Eyes Wide Shut for Microprocessors
Short wave infrared (SWIR) imaging applications in microprocessor inspection are another area of microscopy that needs high sensitivity to succeed.
“A SWIR microscope is a useful tool for in-process verification for pre-bond and pre-hybridization on critical alignment applications in MEMS (micro-electro mechanical systems), wafer bonding and 3D chip stacking. In post-process operations, it can be used for validation and direct measurement of sub-surface features in silicon, GaAs and other SWIR transmissible materials,” explains Raf Vandersmissen, Chief Executive Officer of sInfraRed, a Xenics company. “In solar cell characterization, scientific grade Si CCD cameras are typically used for luminescence imaging applications. These cameras however have to be cooled significantly to reduce noise and dark current. Moreover, Si CCD based cameras, with a cut-off wavelength at 1100 nm, will only detect the short wavelength tail of the band-to-band luminescence from silicon solar cells at room temperature. By using a SWIR InGaAs camera, you can achieve an order of magnitude enhancement of the measured photon flux. An InGaAs camera is sensitive throughout the entire spectral range in which band-to-band emission from crystalline silicon occurs. Another benefit of using an InGaAs camera is that it is sensitive to an emission band in the spectral range 1400 to 1700 nm. This defect luminescence is linked to the presence of dislocations and is detectable as a broad spectral emission band around 1550 nm at room temperature.”
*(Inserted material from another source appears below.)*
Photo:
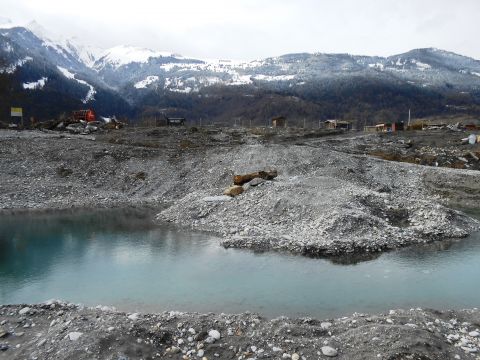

To optimize photon collection, sInfraRed’s Xeva 1.7 InGaAs cameras have a 30-micron pitch from pixel to pixel and come with optional thermoelectric cooling to further increasing the sensitivity.
Whether the electromagnetic radiation is from the visible spectrum, infrared spectrum, or somewhere in between, machine vision technology has adapted through the use of new architectures and materials to acquire the best possible images for low-light applications. Today, both silicon and compound semiconductor sensors are capable of sensing single photons - the nadir for low-light applications. As these cameras continue to evolve, camera manufacturers will walk the fine line of increasing the size of low-light sensor arrays, using cost effective methods that meet a growing number of low-light machine vision applications.